Hasta mañana en la noche no habrá otro tema que no sea la pelea Trump-Harris, Harris-Trump. La tentación de anunciarla como si se tratase del combate del siglo en el Caesar Palace de Las Vegas, más que de una elección presidencial crucial para los Estados Unidos y, por qué no, para el futuro inmediato de la humanidad.
Basta con evaluar lo que fue la campaña, el tenor de los debates, las idas y vueltas que dio el Partido Demócrata para cambiar de monta a mitad de la carrera, separando de cartel al presidente, Joe Biden, y del estatus criminal del exmandatario, Donald Trump, para encuadrarla en el contexto de un combate. La política, a esta altura, ya se sabe. Ausente con aviso.
Con un Trump yendo de los tribunales a los actos de campaña y con una Kamala Harris, que había arrancado su papel protagónico con el ímpetu de todo lo nuevo, los bríos de la juventud y haciendo hincapié en temas como la defensa de los derechos de las mujeres, el aborto y la tendencia “neofascista” de su oponente. Esos fueron los tres ejes en que se fue apoyando la campaña demócrata desde el debate del pasado 10 de septiembre, del que la vicepresidenta salió vencedora, según la mayoría de encuestas.
Pero en las últimas tres semanas, todo demostraría (algunas encuestas inclusive) que el candidato republicano acertó más de lo que erró, en términos proselitistas.
Sin propuestas de fondo para solucionar los grandes problemas del país, republicanos y demócratas apelaron a la migración y los golpes bajos. Como cuando en un mitin de Trump, el cómico Tony Hinchckiffe se refirió a Puerto Rico como “la isla basura” o el propio Biden, no puede escudarse en sus blancos seniles cuando respondió que la “única basura que veo flotando son sus seguidores”. Todo de muy bajo vuelo para una elección cuya importancia geopolítica es crucial.
Todo parece indicar que el resultado será muy ajustado. Ya sea para un bando como para el otro. Los demócratas llegan con más estructura a la apertura de las urnas. Trump lo hace convirtiéndose en un caso sui generis en la historia estadounidense. Pudo evadir todas las responsabilidades y condenas que le propinó la justicia en los últimos años, algo que ni Richard Nixon había logrado cuando debió renunciar a su candidatura para que el caso Watergate no terminara pulverizando sus aspiraciones reeleccionistas.
Hasta aquí el veredicto final lo tienen los electores estadounidenses. El resto del mundo lo mirará por TV, en el mejor de los casos lo seguirá por las redes, a sabiendas de que ni un proteccionista con Trump no moverá un dedo por tratar de torcer la masacre israelí sobre la población civil palestina, ni Harris y el conglomerado industrial-militar que la apoya sin dobleces evitará la escalada de cuanto conflicto armado se encuentra abierto en el mundo.

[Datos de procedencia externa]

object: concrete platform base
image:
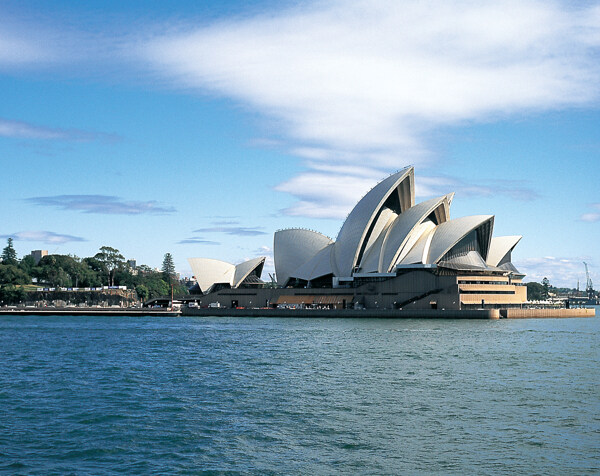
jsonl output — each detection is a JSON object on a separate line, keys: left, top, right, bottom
{"left": 183, "top": 308, "right": 501, "bottom": 319}
{"left": 182, "top": 307, "right": 596, "bottom": 319}
{"left": 500, "top": 308, "right": 595, "bottom": 319}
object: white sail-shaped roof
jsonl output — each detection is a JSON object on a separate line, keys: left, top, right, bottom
{"left": 486, "top": 235, "right": 522, "bottom": 267}
{"left": 379, "top": 194, "right": 453, "bottom": 272}
{"left": 188, "top": 256, "right": 266, "bottom": 292}
{"left": 427, "top": 215, "right": 494, "bottom": 264}
{"left": 233, "top": 256, "right": 265, "bottom": 287}
{"left": 358, "top": 223, "right": 391, "bottom": 273}
{"left": 333, "top": 167, "right": 414, "bottom": 276}
{"left": 357, "top": 207, "right": 398, "bottom": 273}
{"left": 274, "top": 229, "right": 333, "bottom": 285}
{"left": 292, "top": 243, "right": 334, "bottom": 281}
{"left": 188, "top": 258, "right": 235, "bottom": 292}
{"left": 398, "top": 224, "right": 436, "bottom": 264}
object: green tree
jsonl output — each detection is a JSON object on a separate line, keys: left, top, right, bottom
{"left": 114, "top": 267, "right": 135, "bottom": 289}
{"left": 82, "top": 257, "right": 104, "bottom": 286}
{"left": 0, "top": 264, "right": 31, "bottom": 285}
{"left": 526, "top": 282, "right": 544, "bottom": 301}
{"left": 162, "top": 253, "right": 176, "bottom": 283}
{"left": 136, "top": 264, "right": 154, "bottom": 274}
{"left": 542, "top": 277, "right": 550, "bottom": 299}
{"left": 1, "top": 238, "right": 18, "bottom": 266}
{"left": 94, "top": 246, "right": 125, "bottom": 286}
{"left": 143, "top": 275, "right": 170, "bottom": 299}
{"left": 20, "top": 254, "right": 35, "bottom": 275}
{"left": 0, "top": 284, "right": 25, "bottom": 305}
{"left": 135, "top": 284, "right": 150, "bottom": 302}
{"left": 33, "top": 256, "right": 73, "bottom": 287}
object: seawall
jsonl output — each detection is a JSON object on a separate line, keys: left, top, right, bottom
{"left": 183, "top": 308, "right": 501, "bottom": 319}
{"left": 182, "top": 307, "right": 596, "bottom": 319}
{"left": 0, "top": 308, "right": 180, "bottom": 317}
{"left": 1, "top": 307, "right": 593, "bottom": 319}
{"left": 499, "top": 308, "right": 595, "bottom": 319}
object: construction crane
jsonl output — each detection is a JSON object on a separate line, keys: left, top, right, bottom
{"left": 583, "top": 262, "right": 594, "bottom": 300}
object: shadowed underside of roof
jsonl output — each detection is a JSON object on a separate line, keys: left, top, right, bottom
{"left": 438, "top": 250, "right": 490, "bottom": 271}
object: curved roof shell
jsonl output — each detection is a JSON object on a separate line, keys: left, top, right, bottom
{"left": 188, "top": 257, "right": 267, "bottom": 292}
{"left": 274, "top": 229, "right": 333, "bottom": 285}
{"left": 292, "top": 243, "right": 334, "bottom": 281}
{"left": 398, "top": 223, "right": 436, "bottom": 264}
{"left": 486, "top": 235, "right": 522, "bottom": 267}
{"left": 357, "top": 207, "right": 398, "bottom": 273}
{"left": 379, "top": 194, "right": 453, "bottom": 272}
{"left": 233, "top": 256, "right": 265, "bottom": 287}
{"left": 426, "top": 215, "right": 494, "bottom": 264}
{"left": 187, "top": 258, "right": 235, "bottom": 292}
{"left": 333, "top": 167, "right": 414, "bottom": 276}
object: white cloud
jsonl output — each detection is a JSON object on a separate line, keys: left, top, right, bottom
{"left": 0, "top": 29, "right": 52, "bottom": 65}
{"left": 27, "top": 195, "right": 175, "bottom": 215}
{"left": 1, "top": 231, "right": 86, "bottom": 244}
{"left": 0, "top": 118, "right": 68, "bottom": 140}
{"left": 580, "top": 203, "right": 600, "bottom": 222}
{"left": 275, "top": 171, "right": 379, "bottom": 218}
{"left": 518, "top": 256, "right": 594, "bottom": 288}
{"left": 1, "top": 1, "right": 598, "bottom": 219}
{"left": 416, "top": 175, "right": 540, "bottom": 202}
{"left": 0, "top": 8, "right": 136, "bottom": 72}
{"left": 274, "top": 169, "right": 540, "bottom": 220}
{"left": 143, "top": 0, "right": 600, "bottom": 217}
{"left": 0, "top": 118, "right": 120, "bottom": 142}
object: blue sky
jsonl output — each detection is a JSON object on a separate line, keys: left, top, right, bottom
{"left": 1, "top": 0, "right": 599, "bottom": 287}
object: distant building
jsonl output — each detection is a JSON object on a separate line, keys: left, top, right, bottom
{"left": 127, "top": 259, "right": 138, "bottom": 275}
{"left": 31, "top": 250, "right": 48, "bottom": 265}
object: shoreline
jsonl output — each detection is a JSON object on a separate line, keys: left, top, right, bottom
{"left": 182, "top": 307, "right": 595, "bottom": 319}
{"left": 0, "top": 308, "right": 180, "bottom": 317}
{"left": 0, "top": 307, "right": 594, "bottom": 319}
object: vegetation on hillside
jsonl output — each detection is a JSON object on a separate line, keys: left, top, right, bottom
{"left": 0, "top": 239, "right": 188, "bottom": 305}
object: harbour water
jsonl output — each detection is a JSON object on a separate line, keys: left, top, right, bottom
{"left": 1, "top": 314, "right": 598, "bottom": 474}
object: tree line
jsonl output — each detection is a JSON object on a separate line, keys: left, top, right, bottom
{"left": 0, "top": 238, "right": 187, "bottom": 305}
{"left": 525, "top": 277, "right": 585, "bottom": 301}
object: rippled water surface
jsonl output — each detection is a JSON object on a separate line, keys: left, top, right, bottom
{"left": 1, "top": 315, "right": 599, "bottom": 474}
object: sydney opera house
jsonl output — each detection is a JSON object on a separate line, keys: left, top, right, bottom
{"left": 188, "top": 166, "right": 527, "bottom": 310}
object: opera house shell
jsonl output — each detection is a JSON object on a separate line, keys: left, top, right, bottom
{"left": 188, "top": 166, "right": 526, "bottom": 310}
{"left": 274, "top": 166, "right": 524, "bottom": 287}
{"left": 187, "top": 256, "right": 265, "bottom": 294}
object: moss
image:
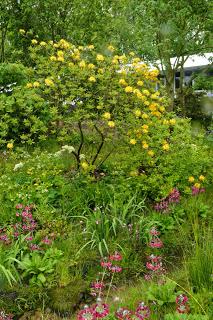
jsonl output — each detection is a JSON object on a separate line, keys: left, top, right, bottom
{"left": 49, "top": 278, "right": 89, "bottom": 314}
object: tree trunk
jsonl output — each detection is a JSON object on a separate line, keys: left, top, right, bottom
{"left": 165, "top": 68, "right": 175, "bottom": 111}
{"left": 179, "top": 57, "right": 186, "bottom": 115}
{"left": 0, "top": 26, "right": 7, "bottom": 63}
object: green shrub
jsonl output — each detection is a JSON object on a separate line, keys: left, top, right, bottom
{"left": 0, "top": 63, "right": 28, "bottom": 88}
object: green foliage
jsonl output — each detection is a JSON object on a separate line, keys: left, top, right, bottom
{"left": 186, "top": 229, "right": 213, "bottom": 292}
{"left": 0, "top": 63, "right": 28, "bottom": 87}
{"left": 193, "top": 71, "right": 213, "bottom": 91}
{"left": 16, "top": 248, "right": 63, "bottom": 287}
{"left": 164, "top": 314, "right": 209, "bottom": 320}
{"left": 146, "top": 279, "right": 177, "bottom": 306}
{"left": 0, "top": 242, "right": 21, "bottom": 287}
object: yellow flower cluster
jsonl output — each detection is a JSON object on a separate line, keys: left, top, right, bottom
{"left": 188, "top": 175, "right": 205, "bottom": 189}
{"left": 33, "top": 81, "right": 40, "bottom": 88}
{"left": 88, "top": 44, "right": 95, "bottom": 50}
{"left": 162, "top": 141, "right": 170, "bottom": 151}
{"left": 79, "top": 60, "right": 86, "bottom": 68}
{"left": 134, "top": 110, "right": 142, "bottom": 117}
{"left": 40, "top": 41, "right": 47, "bottom": 46}
{"left": 81, "top": 161, "right": 89, "bottom": 170}
{"left": 7, "top": 142, "right": 13, "bottom": 149}
{"left": 96, "top": 54, "right": 105, "bottom": 62}
{"left": 45, "top": 78, "right": 54, "bottom": 86}
{"left": 57, "top": 39, "right": 71, "bottom": 50}
{"left": 125, "top": 86, "right": 133, "bottom": 93}
{"left": 142, "top": 124, "right": 149, "bottom": 134}
{"left": 130, "top": 139, "right": 137, "bottom": 145}
{"left": 88, "top": 76, "right": 96, "bottom": 82}
{"left": 103, "top": 112, "right": 111, "bottom": 120}
{"left": 108, "top": 121, "right": 115, "bottom": 128}
{"left": 119, "top": 79, "right": 127, "bottom": 86}
{"left": 148, "top": 150, "right": 154, "bottom": 157}
{"left": 142, "top": 142, "right": 149, "bottom": 149}
{"left": 31, "top": 39, "right": 38, "bottom": 45}
{"left": 137, "top": 80, "right": 144, "bottom": 86}
{"left": 107, "top": 45, "right": 115, "bottom": 52}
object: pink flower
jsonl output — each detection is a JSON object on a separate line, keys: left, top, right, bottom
{"left": 168, "top": 188, "right": 180, "bottom": 203}
{"left": 0, "top": 235, "right": 8, "bottom": 242}
{"left": 176, "top": 304, "right": 190, "bottom": 314}
{"left": 78, "top": 306, "right": 95, "bottom": 320}
{"left": 101, "top": 261, "right": 112, "bottom": 268}
{"left": 146, "top": 262, "right": 162, "bottom": 271}
{"left": 21, "top": 211, "right": 28, "bottom": 218}
{"left": 93, "top": 301, "right": 109, "bottom": 318}
{"left": 109, "top": 251, "right": 122, "bottom": 261}
{"left": 109, "top": 266, "right": 122, "bottom": 273}
{"left": 144, "top": 274, "right": 152, "bottom": 281}
{"left": 135, "top": 302, "right": 150, "bottom": 319}
{"left": 26, "top": 236, "right": 33, "bottom": 241}
{"left": 154, "top": 201, "right": 169, "bottom": 212}
{"left": 147, "top": 254, "right": 161, "bottom": 262}
{"left": 13, "top": 232, "right": 19, "bottom": 237}
{"left": 115, "top": 307, "right": 132, "bottom": 319}
{"left": 42, "top": 237, "right": 52, "bottom": 245}
{"left": 29, "top": 243, "right": 41, "bottom": 251}
{"left": 149, "top": 238, "right": 163, "bottom": 248}
{"left": 15, "top": 204, "right": 23, "bottom": 209}
{"left": 176, "top": 294, "right": 188, "bottom": 305}
{"left": 91, "top": 281, "right": 105, "bottom": 290}
{"left": 191, "top": 186, "right": 200, "bottom": 196}
{"left": 150, "top": 227, "right": 160, "bottom": 236}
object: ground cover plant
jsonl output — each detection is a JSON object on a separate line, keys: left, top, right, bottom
{"left": 0, "top": 38, "right": 212, "bottom": 319}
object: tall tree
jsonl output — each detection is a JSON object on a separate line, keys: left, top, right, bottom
{"left": 0, "top": 0, "right": 14, "bottom": 62}
{"left": 122, "top": 0, "right": 212, "bottom": 109}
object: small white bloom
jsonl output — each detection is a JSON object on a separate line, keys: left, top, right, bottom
{"left": 54, "top": 151, "right": 63, "bottom": 157}
{"left": 13, "top": 162, "right": 24, "bottom": 171}
{"left": 79, "top": 154, "right": 85, "bottom": 160}
{"left": 61, "top": 145, "right": 75, "bottom": 153}
{"left": 113, "top": 296, "right": 120, "bottom": 302}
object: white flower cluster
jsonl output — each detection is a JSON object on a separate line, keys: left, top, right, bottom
{"left": 55, "top": 145, "right": 75, "bottom": 156}
{"left": 13, "top": 162, "right": 24, "bottom": 171}
{"left": 79, "top": 154, "right": 85, "bottom": 160}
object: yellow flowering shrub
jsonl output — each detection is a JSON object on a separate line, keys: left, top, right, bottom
{"left": 1, "top": 38, "right": 211, "bottom": 189}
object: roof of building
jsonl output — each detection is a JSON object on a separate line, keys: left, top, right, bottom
{"left": 153, "top": 53, "right": 213, "bottom": 70}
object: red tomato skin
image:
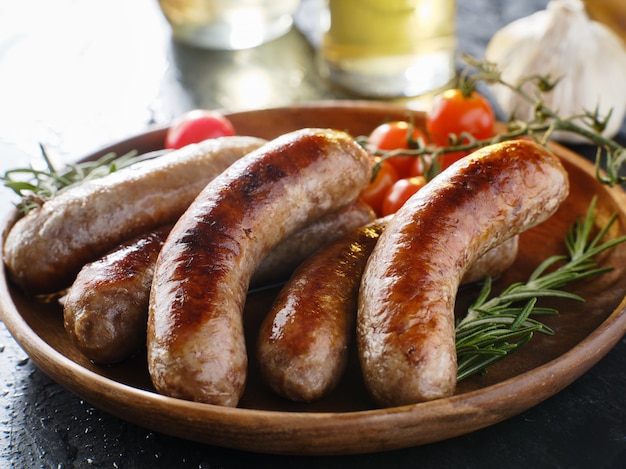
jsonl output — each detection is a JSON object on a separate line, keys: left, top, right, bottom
{"left": 386, "top": 155, "right": 417, "bottom": 177}
{"left": 359, "top": 159, "right": 399, "bottom": 217}
{"left": 409, "top": 153, "right": 432, "bottom": 177}
{"left": 438, "top": 150, "right": 469, "bottom": 171}
{"left": 426, "top": 89, "right": 495, "bottom": 146}
{"left": 381, "top": 176, "right": 427, "bottom": 216}
{"left": 165, "top": 110, "right": 236, "bottom": 149}
{"left": 367, "top": 121, "right": 429, "bottom": 177}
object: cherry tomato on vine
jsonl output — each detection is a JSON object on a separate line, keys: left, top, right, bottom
{"left": 381, "top": 176, "right": 427, "bottom": 216}
{"left": 359, "top": 159, "right": 399, "bottom": 217}
{"left": 409, "top": 153, "right": 432, "bottom": 178}
{"left": 437, "top": 150, "right": 470, "bottom": 171}
{"left": 165, "top": 110, "right": 236, "bottom": 149}
{"left": 426, "top": 89, "right": 495, "bottom": 147}
{"left": 367, "top": 121, "right": 429, "bottom": 177}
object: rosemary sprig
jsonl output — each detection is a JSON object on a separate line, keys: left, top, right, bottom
{"left": 460, "top": 53, "right": 626, "bottom": 187}
{"left": 364, "top": 54, "right": 626, "bottom": 187}
{"left": 455, "top": 196, "right": 626, "bottom": 381}
{"left": 0, "top": 145, "right": 167, "bottom": 214}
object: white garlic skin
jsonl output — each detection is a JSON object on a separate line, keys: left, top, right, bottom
{"left": 485, "top": 0, "right": 626, "bottom": 143}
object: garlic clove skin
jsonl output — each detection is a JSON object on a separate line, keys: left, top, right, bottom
{"left": 485, "top": 0, "right": 626, "bottom": 143}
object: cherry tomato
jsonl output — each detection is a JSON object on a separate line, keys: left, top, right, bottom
{"left": 437, "top": 150, "right": 470, "bottom": 171}
{"left": 367, "top": 121, "right": 429, "bottom": 177}
{"left": 381, "top": 176, "right": 427, "bottom": 216}
{"left": 409, "top": 153, "right": 432, "bottom": 177}
{"left": 165, "top": 109, "right": 236, "bottom": 149}
{"left": 426, "top": 89, "right": 495, "bottom": 147}
{"left": 359, "top": 159, "right": 399, "bottom": 217}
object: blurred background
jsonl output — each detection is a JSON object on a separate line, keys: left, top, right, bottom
{"left": 1, "top": 0, "right": 624, "bottom": 199}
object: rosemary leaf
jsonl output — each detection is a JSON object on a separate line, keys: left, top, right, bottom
{"left": 1, "top": 147, "right": 168, "bottom": 214}
{"left": 459, "top": 54, "right": 626, "bottom": 187}
{"left": 455, "top": 196, "right": 626, "bottom": 381}
{"left": 365, "top": 56, "right": 626, "bottom": 186}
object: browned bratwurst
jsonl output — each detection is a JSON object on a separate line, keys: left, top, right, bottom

En tanto, nosotros, sudamericanos al fin, seguiremos en “el patio trasero”. Haciendo frente a desafíos cada vez más grandes y difíciles. Todo teñido por el color escarlata del narcotráfico, en virtud de la demanda cada vez más exigente de los países del norte. Sin herramientas para poder cambiar o, al menos, disminuir el vértigo de la historia; condenados a recibir en enero a un nuevo gobierno allí, en Washington, en lo que queda del Imperio hegemónico, y esperando a la noche del martes, para conocer cuál será el apellido que deberá rubricar la nueva era global.
Y, como lo afirman no pocos analistas de distintos idiomas, el descenso de Occidente hasta una nueva realidad. Todo en un contexto en el que la concentración de la riqueza cada vez en menos manos (o grupos) sea la constante y con la posibilidad de que ese deslizamiento nos conduzca a infiernos desconocidos e inimaginables. Y, como lo presumimos, tan temidos.